But then with about an hour left in the session, news broke that the Greek government agreed to a five-year austerity deal with the EU and IMF. The news brought in bids to the point that much of the session earlier losses were pared. Now, Greece must pass this thing and then deal with the big hurdle of piping hot citizens that will likely engage in more strikes and street chaos.
Tech and consumer discretionary (even as jobless claims remain stuck at an unappealing level) were the day’s out-performing sectors. Energy, financials and consumer staples were the big losers.
The price of crude plunged nearly $4 to $92/bbl (was below $90 before the Greek news hit) as there was a coordinated effort announced to release 60 million bbls of oil from global strategic reserves. This came a day after news that the Saudis wanted to tighten a noose on the Iranians Still this is unlikely to have a lasting effect on the price of crude beyond an immediate reaction – the U.S. alone consumes 21 million bbls/day and the world 85 million bbsl/day. If crude continues to move lower it will be because of the deteriorating growth story (as has been the reason since it peaked at $114/bbl on April 29 (also the stock-market near-term peak).
Market Activity for June 23, 2011
Sector Activity for June 23, 2011
Jobless Claims
The Labor Department reported that initial jobless claims remained stuck above the 400K mark (11th week in a row) as they rose 9,000 to 429,000 from the upwardly revised 420K in the previous week. The four-week average held at 426,250.
Continuing claims moved in the wrong direction too as they increased by 67,200 to 7.65 million – the standard issue (covers the first 26 weeks of joblessness) fell 1,000 to 3.697 million, but emergency claims (put in play after the recession hit and extends bennies to 99 weeks) rose 68,300 to 3.952 million.
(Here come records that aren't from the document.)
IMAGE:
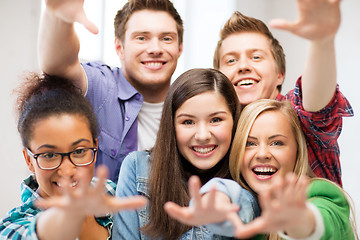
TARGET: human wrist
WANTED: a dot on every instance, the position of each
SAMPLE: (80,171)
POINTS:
(319,226)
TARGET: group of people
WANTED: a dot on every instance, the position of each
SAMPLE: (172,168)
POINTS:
(217,154)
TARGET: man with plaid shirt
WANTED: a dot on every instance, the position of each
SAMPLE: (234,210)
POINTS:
(253,60)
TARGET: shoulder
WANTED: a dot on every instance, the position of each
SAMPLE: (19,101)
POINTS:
(137,159)
(325,188)
(136,165)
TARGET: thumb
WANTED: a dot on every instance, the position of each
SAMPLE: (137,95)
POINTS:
(90,26)
(282,24)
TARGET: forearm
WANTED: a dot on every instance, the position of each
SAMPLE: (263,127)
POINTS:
(319,77)
(305,227)
(58,46)
(55,223)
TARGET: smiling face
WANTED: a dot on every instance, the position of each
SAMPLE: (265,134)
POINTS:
(203,126)
(63,133)
(246,59)
(149,52)
(270,152)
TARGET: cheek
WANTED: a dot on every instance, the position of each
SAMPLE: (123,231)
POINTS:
(224,132)
(228,72)
(182,137)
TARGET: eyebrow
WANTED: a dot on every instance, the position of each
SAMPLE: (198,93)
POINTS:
(147,32)
(252,50)
(271,137)
(73,144)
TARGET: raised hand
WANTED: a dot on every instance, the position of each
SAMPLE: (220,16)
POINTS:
(317,19)
(71,11)
(90,200)
(283,208)
(213,207)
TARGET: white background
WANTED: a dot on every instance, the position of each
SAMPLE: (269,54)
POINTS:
(203,19)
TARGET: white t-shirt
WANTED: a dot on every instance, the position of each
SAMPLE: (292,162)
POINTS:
(148,124)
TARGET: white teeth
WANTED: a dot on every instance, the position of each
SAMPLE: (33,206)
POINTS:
(265,169)
(73,184)
(203,150)
(153,64)
(246,82)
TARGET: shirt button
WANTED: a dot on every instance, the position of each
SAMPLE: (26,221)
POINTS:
(113,152)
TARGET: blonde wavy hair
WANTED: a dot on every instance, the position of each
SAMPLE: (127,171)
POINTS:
(247,119)
(301,168)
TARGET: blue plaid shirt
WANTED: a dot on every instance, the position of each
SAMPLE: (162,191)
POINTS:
(20,222)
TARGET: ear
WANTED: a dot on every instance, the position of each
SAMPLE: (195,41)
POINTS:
(280,79)
(28,161)
(96,142)
(180,49)
(119,48)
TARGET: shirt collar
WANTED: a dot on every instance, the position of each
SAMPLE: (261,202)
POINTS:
(125,89)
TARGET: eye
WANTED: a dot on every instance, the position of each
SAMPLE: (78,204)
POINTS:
(231,61)
(49,155)
(277,143)
(256,57)
(250,143)
(216,120)
(80,151)
(188,122)
(140,38)
(167,39)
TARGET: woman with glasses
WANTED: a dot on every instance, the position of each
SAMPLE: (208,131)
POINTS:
(59,132)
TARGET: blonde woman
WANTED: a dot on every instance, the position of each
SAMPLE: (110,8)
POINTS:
(269,158)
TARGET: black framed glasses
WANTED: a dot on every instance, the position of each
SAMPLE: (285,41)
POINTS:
(52,160)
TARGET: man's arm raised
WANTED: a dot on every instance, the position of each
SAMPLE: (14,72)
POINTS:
(58,44)
(318,21)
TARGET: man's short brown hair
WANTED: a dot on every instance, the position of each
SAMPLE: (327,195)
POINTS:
(123,15)
(239,23)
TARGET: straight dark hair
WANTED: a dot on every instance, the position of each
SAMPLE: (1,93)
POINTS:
(169,170)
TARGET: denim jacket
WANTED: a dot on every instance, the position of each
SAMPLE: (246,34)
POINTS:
(133,181)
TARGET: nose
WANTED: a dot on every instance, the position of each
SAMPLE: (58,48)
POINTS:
(244,65)
(202,133)
(263,153)
(66,169)
(154,47)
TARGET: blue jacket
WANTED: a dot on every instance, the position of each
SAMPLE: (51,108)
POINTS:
(133,180)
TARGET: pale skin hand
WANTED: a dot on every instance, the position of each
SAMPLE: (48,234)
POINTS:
(58,43)
(283,209)
(318,21)
(71,11)
(212,207)
(73,214)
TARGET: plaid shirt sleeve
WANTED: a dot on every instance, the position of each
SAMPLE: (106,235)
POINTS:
(322,129)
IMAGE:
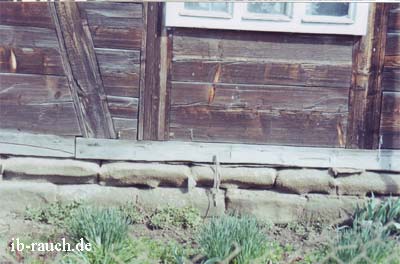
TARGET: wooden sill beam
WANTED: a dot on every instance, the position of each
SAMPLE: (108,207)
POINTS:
(287,156)
(25,144)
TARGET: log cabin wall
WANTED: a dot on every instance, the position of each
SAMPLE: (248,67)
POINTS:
(390,114)
(71,69)
(251,87)
(34,91)
(110,70)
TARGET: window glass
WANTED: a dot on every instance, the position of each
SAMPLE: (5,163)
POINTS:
(216,7)
(328,9)
(267,8)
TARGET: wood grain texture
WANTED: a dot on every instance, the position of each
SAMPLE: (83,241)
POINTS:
(390,123)
(16,143)
(264,72)
(25,14)
(151,91)
(22,89)
(217,44)
(393,43)
(394,18)
(123,107)
(80,61)
(391,79)
(31,61)
(113,9)
(120,71)
(390,116)
(117,33)
(197,123)
(260,97)
(27,37)
(267,88)
(44,118)
(191,152)
(126,128)
(366,89)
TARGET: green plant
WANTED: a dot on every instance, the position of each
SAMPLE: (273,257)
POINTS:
(122,252)
(53,213)
(385,213)
(157,251)
(368,245)
(187,217)
(105,226)
(132,213)
(218,237)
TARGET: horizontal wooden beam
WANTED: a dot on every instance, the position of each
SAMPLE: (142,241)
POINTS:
(169,151)
(16,143)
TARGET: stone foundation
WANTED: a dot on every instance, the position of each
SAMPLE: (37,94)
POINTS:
(278,195)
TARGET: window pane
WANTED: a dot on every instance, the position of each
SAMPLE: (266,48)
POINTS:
(267,8)
(328,9)
(197,6)
(218,7)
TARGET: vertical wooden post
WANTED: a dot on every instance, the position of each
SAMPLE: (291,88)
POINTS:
(151,95)
(81,69)
(365,92)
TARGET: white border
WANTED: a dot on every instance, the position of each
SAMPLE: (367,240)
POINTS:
(295,25)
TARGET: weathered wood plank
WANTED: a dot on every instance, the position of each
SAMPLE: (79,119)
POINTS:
(21,89)
(217,44)
(27,37)
(113,9)
(99,21)
(264,72)
(25,14)
(31,60)
(45,118)
(391,79)
(366,89)
(126,128)
(126,37)
(394,19)
(198,123)
(262,97)
(237,154)
(390,122)
(142,81)
(151,91)
(17,143)
(393,43)
(123,107)
(120,71)
(392,61)
(82,70)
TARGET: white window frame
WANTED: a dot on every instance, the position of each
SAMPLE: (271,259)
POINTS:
(295,20)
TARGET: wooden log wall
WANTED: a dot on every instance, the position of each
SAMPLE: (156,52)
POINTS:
(251,87)
(118,30)
(34,91)
(390,114)
(71,68)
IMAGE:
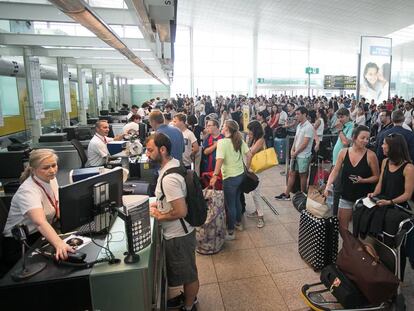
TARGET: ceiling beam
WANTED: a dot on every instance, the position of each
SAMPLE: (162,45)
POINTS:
(49,13)
(83,53)
(61,40)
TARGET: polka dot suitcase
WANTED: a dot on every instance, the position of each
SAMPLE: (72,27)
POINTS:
(318,240)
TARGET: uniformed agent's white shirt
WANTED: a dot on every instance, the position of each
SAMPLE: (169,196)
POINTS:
(130,126)
(97,150)
(30,196)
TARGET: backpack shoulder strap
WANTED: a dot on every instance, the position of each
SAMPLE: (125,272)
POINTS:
(181,170)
None of this illustrated a job market that has the juice to get the unemployment rate lower, unless we see another exodus from the labor force as more people get discouraged (but that’s hardly the healthy way to lower the official jobless rate).
The nice improvement we saw via payroll gains that took place in February, March and April appears to have run its course. This jobless claims report is for the week in which the June jobs report will be calculated, so we may very well see another sub-150K number – and we need at least 150K just to keep up with population growth.
New Home Sales
The Commerce Department reported that new-home sales fell 2.1% to 319,000 units SAAR in May – actually better though than the 310K expected. But up 2% down 2%, it doesn’t matter at these levels.
The supply figures look great actually, even with the decline in sales the inventory/supply figure still slipped to 6.2 months worth (right at the long-term average) from 6.3 for April.
The supply of homes is falling at a faster rate than sales. One would think, as many have predicted, residential construction to be on the verge of a revival at these record low levels of absolute inventory. However, the “distressing” reality of distressed properties hitting the market (foreclosed homes) – and many more that have yet to hit – is the millstone around builders’ necks.